In Africa, funeral rites have been centers of viral infection. Funerary practices include washing the body, touching the body, and kissing the body. The body is then buried in an individual plot. The many fluids that a body secretes after death get on the hands and lips of mourners who then become infected themselves. The Red Cross and governments of affected nations are contacting families of the dead. Instead of families burying the bodies, burial teams go into homes wearing biohazard suits. They zip the body of the deceased into a body bag. These trained teams disinfect everything that the deceased may have touched. No one is permitted to touch or kiss the body. The deceased are buried by these special teams or cremated.

The Ebola epidemic has sparked fear, misinformation, recognition of the inadequacy of global health infrastructure in undeveloped nations, acknowledgement of a lack of medical infrastructure (hospitals, equipment, health care providers), as well as endemic global health equity challenges to which the developed world has not attended. But there have also been challenges on the personal level that were not understood or necessarily predicted. For example, the need to destroy linens and to disinfect a patient’s home. The fact that even the burned and sterilized ashes of a patient’s belongings will not be permitted transport (currently the ashes of Duncan’s belonging are being refused transport into Louisiana). That hospital waste management companies would refuse to handle waste, causing the build up of piles of biohazard material in hospital loading docks.
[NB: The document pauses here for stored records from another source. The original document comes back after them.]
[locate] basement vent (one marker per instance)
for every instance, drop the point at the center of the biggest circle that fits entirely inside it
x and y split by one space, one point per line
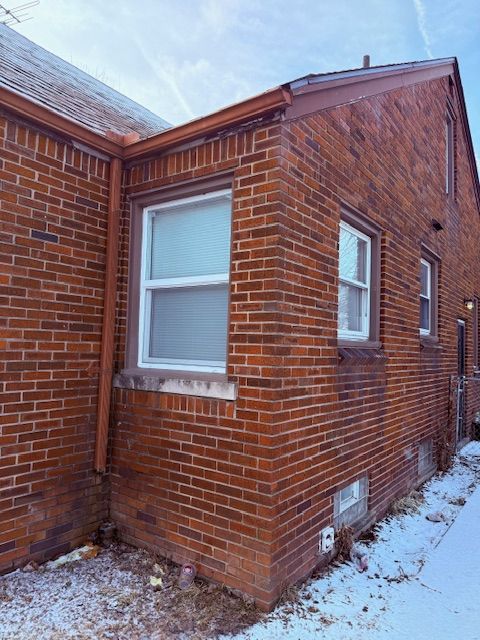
425 457
350 504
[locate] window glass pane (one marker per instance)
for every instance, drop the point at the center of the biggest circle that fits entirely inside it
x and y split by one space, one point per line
352 308
347 493
353 256
191 239
425 314
424 280
189 323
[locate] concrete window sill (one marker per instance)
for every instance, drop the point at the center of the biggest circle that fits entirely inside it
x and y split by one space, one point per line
219 389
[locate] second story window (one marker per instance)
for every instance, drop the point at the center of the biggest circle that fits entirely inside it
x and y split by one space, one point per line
450 153
425 297
429 276
355 283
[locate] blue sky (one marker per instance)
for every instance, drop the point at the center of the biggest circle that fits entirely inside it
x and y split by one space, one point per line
185 58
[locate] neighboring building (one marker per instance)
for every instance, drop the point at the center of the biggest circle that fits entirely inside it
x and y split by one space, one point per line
286 319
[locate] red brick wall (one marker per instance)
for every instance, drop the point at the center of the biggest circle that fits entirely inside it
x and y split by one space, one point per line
243 488
191 476
53 202
347 412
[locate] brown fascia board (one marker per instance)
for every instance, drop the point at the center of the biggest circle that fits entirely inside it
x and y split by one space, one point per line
30 110
466 128
263 104
315 93
323 92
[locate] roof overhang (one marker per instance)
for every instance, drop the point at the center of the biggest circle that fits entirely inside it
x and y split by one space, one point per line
258 106
30 110
298 98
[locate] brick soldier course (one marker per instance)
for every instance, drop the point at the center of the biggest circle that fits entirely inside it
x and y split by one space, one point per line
241 487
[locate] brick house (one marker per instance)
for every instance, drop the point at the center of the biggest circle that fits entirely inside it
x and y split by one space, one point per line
232 334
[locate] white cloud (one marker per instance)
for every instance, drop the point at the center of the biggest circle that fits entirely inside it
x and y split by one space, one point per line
422 26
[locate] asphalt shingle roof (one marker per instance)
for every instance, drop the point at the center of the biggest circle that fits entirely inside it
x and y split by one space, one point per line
29 70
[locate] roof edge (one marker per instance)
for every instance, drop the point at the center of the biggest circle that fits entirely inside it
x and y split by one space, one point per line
268 102
27 108
468 133
383 70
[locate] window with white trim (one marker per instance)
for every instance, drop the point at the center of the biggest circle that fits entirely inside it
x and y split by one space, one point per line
349 496
425 297
350 504
184 283
355 250
449 153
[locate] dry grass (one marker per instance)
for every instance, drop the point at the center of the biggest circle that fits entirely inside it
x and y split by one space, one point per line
407 504
116 600
344 542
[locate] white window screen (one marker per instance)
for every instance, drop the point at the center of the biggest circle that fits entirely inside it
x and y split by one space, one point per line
185 283
355 283
425 296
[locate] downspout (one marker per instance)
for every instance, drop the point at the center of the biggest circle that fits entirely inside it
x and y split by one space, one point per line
108 328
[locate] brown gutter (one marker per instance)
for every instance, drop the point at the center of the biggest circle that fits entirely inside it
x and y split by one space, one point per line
468 134
106 354
262 104
61 124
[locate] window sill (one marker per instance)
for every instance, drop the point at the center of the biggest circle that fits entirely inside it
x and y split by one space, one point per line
429 342
359 344
350 352
181 383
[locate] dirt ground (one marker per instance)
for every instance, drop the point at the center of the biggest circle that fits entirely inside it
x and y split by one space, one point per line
110 596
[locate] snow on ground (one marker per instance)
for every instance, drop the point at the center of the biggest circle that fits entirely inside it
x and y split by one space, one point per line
419 585
422 583
110 597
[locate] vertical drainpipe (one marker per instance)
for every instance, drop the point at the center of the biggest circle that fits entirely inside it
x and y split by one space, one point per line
108 328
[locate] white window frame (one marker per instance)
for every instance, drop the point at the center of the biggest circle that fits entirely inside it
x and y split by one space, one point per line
351 500
364 334
147 286
423 331
449 154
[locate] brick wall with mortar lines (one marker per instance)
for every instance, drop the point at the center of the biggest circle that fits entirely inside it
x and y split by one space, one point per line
191 476
243 488
53 203
347 412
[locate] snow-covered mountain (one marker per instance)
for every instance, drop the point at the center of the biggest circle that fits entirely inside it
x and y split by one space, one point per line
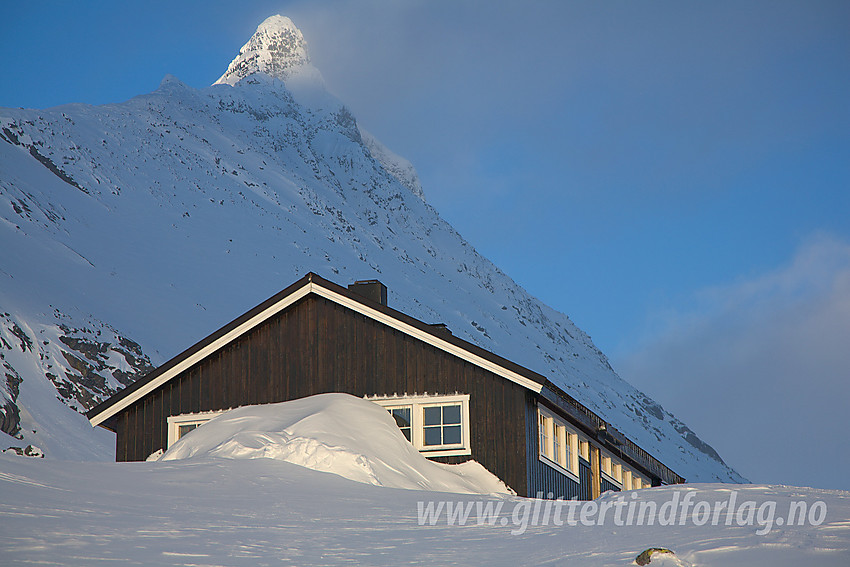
130 231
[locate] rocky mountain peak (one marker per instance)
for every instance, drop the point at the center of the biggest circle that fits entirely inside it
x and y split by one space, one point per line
276 49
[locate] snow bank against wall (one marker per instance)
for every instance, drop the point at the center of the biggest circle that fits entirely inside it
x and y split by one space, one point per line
335 433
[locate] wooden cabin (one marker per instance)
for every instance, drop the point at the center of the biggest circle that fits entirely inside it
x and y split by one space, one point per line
453 400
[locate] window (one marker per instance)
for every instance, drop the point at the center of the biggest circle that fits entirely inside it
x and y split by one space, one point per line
441 425
627 479
617 472
584 448
181 425
559 443
620 474
436 425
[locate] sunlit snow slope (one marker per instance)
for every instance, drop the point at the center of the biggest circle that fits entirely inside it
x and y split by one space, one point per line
155 221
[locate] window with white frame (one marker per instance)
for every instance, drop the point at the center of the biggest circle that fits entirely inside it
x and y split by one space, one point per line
558 443
621 474
436 425
181 425
584 448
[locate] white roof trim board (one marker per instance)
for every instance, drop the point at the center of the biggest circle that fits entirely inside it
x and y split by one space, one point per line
313 287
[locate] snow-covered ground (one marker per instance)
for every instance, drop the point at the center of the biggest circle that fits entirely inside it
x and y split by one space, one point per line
152 222
337 433
230 493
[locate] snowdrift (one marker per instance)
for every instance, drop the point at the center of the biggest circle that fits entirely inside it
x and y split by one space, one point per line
335 433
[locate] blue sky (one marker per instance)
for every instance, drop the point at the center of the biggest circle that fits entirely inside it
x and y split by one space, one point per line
674 176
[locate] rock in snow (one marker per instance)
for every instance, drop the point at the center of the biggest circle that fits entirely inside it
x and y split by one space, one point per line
155 221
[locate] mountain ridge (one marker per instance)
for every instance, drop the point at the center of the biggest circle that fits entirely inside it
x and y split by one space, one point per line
172 213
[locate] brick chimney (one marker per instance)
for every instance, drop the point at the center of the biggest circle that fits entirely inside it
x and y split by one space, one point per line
370 289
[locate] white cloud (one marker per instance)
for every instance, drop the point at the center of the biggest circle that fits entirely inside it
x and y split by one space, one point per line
760 369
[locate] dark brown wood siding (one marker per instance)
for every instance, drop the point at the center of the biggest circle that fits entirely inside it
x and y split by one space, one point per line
316 346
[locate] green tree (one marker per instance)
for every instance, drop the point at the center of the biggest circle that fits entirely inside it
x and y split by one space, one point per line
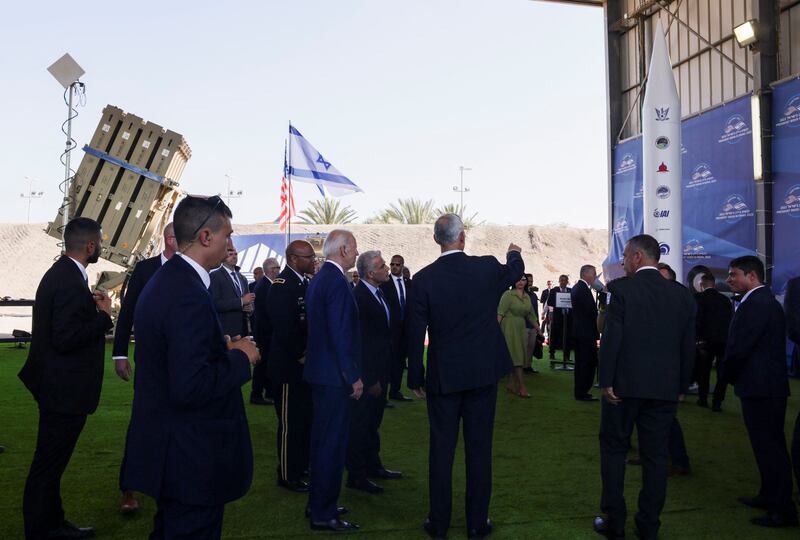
327 212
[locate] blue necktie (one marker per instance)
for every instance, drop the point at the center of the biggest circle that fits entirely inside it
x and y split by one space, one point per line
402 299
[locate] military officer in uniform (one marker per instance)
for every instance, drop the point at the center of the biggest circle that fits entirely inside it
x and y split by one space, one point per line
287 313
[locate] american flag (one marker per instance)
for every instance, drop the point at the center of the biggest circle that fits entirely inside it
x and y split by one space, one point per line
287 198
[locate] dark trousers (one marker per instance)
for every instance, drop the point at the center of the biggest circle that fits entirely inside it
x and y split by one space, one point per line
328 448
475 408
178 521
764 419
364 443
294 408
653 419
585 365
41 503
706 355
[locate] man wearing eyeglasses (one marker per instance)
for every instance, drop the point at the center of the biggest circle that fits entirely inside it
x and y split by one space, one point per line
189 445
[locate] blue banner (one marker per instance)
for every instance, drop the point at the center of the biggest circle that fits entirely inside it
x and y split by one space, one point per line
786 189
The need to change funerary practices is another one of them. Paul Farmer writes in the London Review of Books, “Preparing the dead for burial has tuned hundreds of mourners into Ebola victims.” Funeral rites are important cultural practices that permit a family to grieve. Our notions of autonomy, respect for the dead, and even laws against mutilating a corpse show the special place that deceased hold in our hearts and in our cultural traditions. The World Health Organization says in cases of serious disease an outbreak that we should “Give priority to the living over the dead,…provide appropriate mortuary services,…respond to the wishes of the family, respect cultural and religious observances, and Protect communities from the transmission of medical epidemics.”
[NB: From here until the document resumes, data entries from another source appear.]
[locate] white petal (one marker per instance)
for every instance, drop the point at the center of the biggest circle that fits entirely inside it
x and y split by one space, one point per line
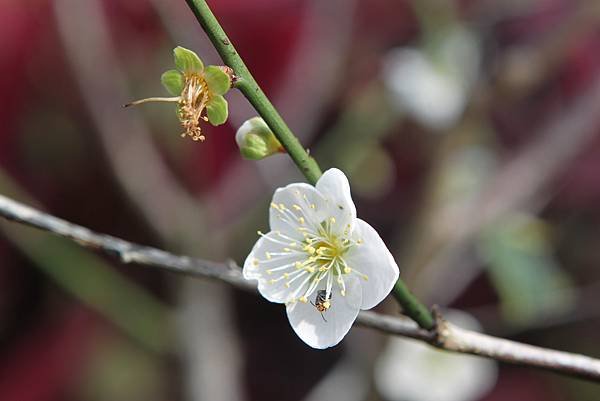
373 259
292 197
309 325
334 187
257 265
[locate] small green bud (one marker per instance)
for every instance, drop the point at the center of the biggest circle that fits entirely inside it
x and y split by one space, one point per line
256 140
172 80
217 110
186 60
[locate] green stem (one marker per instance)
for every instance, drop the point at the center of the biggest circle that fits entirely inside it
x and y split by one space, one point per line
248 86
307 165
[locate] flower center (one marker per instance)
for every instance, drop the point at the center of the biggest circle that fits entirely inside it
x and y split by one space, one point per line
318 259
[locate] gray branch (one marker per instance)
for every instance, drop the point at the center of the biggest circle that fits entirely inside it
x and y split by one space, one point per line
445 336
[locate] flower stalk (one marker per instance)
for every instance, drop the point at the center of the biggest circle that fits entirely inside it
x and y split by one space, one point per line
307 165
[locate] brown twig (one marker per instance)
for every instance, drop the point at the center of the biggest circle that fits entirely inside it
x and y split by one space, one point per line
445 336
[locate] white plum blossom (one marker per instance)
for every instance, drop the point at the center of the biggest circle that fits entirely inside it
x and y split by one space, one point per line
320 260
434 88
409 370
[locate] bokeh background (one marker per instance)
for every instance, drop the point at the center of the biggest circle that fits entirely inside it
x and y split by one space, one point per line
468 130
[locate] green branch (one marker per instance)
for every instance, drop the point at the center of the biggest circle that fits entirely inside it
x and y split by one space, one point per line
307 165
248 86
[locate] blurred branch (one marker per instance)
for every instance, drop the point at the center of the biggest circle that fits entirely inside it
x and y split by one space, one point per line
444 336
305 163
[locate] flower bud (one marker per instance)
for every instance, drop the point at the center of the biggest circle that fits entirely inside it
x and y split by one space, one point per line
256 140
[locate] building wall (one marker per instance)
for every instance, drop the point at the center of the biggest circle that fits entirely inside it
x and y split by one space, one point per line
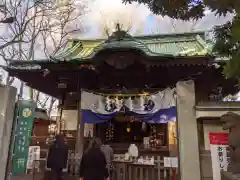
7 105
70 121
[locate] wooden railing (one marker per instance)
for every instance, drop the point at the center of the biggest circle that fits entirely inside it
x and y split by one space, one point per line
132 171
128 171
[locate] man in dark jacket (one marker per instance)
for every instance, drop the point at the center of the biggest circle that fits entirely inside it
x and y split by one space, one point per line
58 156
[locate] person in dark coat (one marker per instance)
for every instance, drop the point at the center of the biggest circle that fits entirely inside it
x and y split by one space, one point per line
57 157
93 164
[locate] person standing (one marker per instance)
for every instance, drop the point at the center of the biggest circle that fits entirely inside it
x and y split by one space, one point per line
93 163
58 156
108 152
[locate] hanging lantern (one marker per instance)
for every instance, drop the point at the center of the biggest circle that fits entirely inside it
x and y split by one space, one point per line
144 126
128 129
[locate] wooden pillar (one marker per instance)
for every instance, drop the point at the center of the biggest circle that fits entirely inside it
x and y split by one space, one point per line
187 131
79 137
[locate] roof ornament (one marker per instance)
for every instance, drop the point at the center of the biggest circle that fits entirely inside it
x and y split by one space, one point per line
119 34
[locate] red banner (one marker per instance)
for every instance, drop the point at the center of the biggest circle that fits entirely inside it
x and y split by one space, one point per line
218 138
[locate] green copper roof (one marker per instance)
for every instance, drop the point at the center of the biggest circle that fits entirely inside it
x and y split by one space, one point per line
190 44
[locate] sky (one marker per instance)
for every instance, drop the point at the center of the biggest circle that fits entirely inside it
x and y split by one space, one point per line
136 18
140 17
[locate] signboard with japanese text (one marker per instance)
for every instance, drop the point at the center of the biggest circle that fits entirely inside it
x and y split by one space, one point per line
23 131
33 155
219 154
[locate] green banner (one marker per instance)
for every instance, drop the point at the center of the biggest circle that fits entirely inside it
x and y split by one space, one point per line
23 132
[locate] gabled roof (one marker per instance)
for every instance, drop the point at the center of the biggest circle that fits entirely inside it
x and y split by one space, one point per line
170 45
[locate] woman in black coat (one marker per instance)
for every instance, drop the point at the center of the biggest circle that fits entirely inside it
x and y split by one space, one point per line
58 156
93 164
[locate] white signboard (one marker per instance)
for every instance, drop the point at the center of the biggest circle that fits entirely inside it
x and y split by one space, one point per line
218 148
33 155
170 162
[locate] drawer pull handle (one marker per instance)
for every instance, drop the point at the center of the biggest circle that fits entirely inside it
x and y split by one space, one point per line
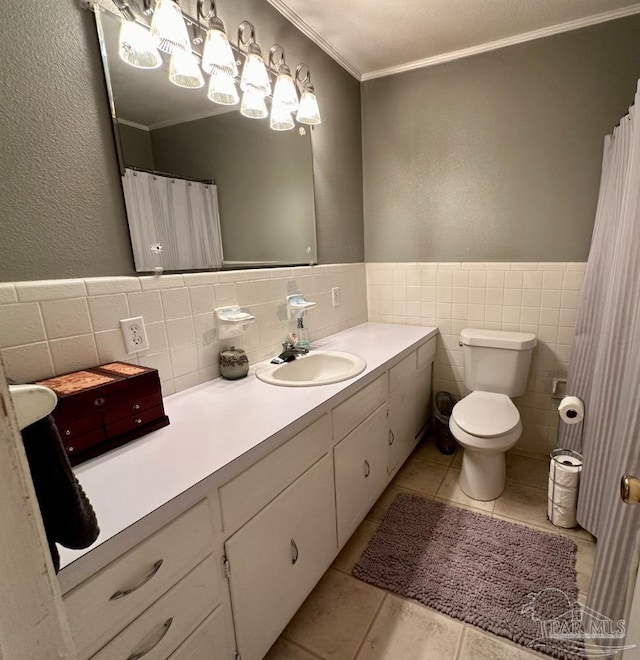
145 579
163 632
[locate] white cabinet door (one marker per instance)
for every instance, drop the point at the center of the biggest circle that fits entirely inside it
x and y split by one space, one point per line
360 463
403 422
277 558
211 640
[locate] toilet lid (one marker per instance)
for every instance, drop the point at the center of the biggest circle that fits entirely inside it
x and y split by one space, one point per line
486 414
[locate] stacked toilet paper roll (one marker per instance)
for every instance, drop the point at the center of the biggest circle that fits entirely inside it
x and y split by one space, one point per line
564 480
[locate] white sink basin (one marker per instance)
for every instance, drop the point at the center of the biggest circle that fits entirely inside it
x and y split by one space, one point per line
316 368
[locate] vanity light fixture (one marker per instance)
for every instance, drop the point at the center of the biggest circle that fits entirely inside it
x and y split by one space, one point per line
168 28
139 46
184 70
222 89
308 110
284 91
253 104
217 55
136 47
254 72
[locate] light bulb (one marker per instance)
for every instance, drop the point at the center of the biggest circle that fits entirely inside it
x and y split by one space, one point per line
284 91
281 119
308 111
254 72
184 70
253 105
169 29
217 54
137 47
222 89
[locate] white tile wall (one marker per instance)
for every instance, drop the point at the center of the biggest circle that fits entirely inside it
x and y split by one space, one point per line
532 297
53 327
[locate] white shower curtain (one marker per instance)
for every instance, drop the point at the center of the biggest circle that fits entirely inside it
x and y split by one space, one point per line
180 216
605 369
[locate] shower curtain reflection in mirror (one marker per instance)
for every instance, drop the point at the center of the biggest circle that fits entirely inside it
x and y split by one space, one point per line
174 223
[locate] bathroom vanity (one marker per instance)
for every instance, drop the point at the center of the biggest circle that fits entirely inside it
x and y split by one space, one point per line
215 529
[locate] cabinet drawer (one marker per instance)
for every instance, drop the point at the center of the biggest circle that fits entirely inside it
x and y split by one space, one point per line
427 353
209 641
277 558
97 609
132 407
139 419
162 628
402 370
245 495
360 463
357 408
70 427
84 441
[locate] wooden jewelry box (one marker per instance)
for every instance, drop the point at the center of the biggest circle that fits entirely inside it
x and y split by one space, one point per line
104 407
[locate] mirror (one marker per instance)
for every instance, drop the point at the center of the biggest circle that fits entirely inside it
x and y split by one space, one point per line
257 181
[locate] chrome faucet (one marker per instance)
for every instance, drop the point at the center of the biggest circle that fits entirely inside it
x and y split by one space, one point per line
289 352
In normal times, part of advance care planning is thinking about one’s desired funeral wishes. We design our funerals, choosing pallbearers, deciding on an open or closed casket, picking what clothes we wish to be viewed in, and selecting readings ands songs. We choose our final resting place. A few years ago my parents bought their “death condominium” in a mausoleum facility. We prepare for the usual deaths whether by old age, chronic conditions, or the usual disease suspects (cardiovascular, cancer, stroke, lung disease, Alzheimer’s). We do not consider planning for the unusual—a deadly infectious disease, an earthquake, or a terrorist strike where there may be no body or only parts of a body. Such plans may not matter in these circumstances. There is not a great amount of leeway in dealing with the body of someone who dies from Ebola. The living must be protected. Funeral practices and mourning take second place to making sure no one is harmed from a potentially dangerous body.
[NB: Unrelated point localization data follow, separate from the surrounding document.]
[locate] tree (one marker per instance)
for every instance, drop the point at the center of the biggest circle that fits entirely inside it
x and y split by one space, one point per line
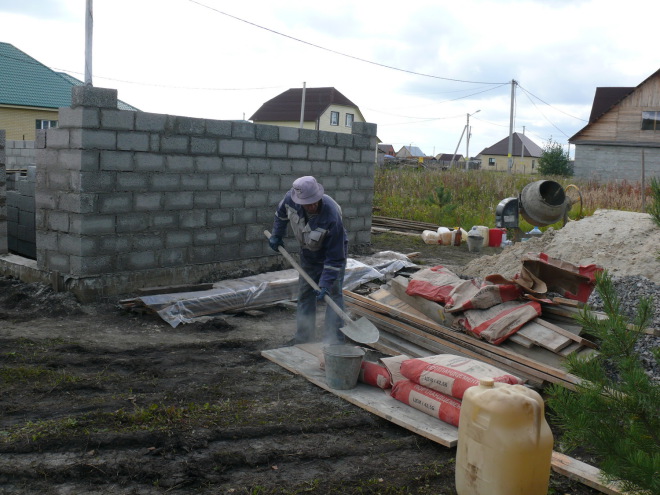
613 412
554 160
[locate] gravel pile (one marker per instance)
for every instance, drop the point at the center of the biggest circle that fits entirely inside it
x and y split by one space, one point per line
630 290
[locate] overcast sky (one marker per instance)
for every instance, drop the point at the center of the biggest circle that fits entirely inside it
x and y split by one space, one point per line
416 68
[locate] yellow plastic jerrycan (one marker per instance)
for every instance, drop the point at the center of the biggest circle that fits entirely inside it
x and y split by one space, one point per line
504 442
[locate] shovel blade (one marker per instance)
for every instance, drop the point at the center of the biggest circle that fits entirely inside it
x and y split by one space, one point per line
361 331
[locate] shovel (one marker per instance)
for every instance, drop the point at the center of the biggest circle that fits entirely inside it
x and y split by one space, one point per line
360 330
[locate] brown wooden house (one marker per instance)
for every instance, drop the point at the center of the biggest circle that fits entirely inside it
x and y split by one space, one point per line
622 139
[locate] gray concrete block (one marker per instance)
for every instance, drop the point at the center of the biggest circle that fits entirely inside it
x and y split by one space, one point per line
150 122
277 150
115 202
208 163
230 147
120 120
152 201
88 96
178 200
203 146
133 141
179 163
192 219
178 238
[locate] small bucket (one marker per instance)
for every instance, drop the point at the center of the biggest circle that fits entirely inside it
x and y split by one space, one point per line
342 365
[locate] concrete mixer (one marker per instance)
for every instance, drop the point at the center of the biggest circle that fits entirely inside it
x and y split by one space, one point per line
540 203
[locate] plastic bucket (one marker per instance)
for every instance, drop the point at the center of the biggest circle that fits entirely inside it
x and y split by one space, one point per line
342 365
495 237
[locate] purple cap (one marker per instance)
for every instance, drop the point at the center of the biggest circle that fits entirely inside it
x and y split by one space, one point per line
306 190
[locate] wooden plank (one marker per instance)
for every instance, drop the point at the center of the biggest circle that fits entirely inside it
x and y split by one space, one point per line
582 472
372 399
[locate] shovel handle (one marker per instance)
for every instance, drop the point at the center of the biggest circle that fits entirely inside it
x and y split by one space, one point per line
311 282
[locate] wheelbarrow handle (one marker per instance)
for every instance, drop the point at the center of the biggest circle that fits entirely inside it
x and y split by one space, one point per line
311 282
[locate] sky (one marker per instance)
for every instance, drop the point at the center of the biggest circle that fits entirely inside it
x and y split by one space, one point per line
420 69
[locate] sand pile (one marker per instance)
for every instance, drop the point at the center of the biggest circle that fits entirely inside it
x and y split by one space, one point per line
623 243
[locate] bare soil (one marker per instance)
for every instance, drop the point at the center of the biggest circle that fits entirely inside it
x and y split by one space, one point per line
95 399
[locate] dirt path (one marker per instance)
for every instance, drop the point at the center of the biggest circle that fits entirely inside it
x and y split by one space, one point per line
94 399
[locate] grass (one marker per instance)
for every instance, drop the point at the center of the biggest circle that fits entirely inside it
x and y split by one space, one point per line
456 198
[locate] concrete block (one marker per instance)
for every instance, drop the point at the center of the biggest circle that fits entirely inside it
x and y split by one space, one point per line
219 128
133 141
192 219
230 147
221 182
174 144
205 237
115 202
88 96
165 182
254 148
206 199
150 122
289 134
179 238
277 150
298 151
208 163
243 130
178 200
194 182
132 222
203 146
179 163
120 120
116 160
148 201
92 139
266 132
189 125
149 162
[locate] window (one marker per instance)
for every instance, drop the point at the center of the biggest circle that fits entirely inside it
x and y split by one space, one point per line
651 121
46 124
This is a bioethical issue—a person’s and a family’s autonomy must be laid aside to protect the common good from harm. Public health needs take precedence over individual liberty. Whether these contingency situations should be part of advance care planning-funerary wishes—is worth considering. Or perhaps we should just inform those with whom we work that attempts will be made to honor their loved one according to their wishes except when those wishes can potentially harm others. Crisis planning overall is a missing piece of advance care planning. Maybe because it’s too hard, too rare, too much like fiction, or too scary. But in some cases, it is too real to ignore.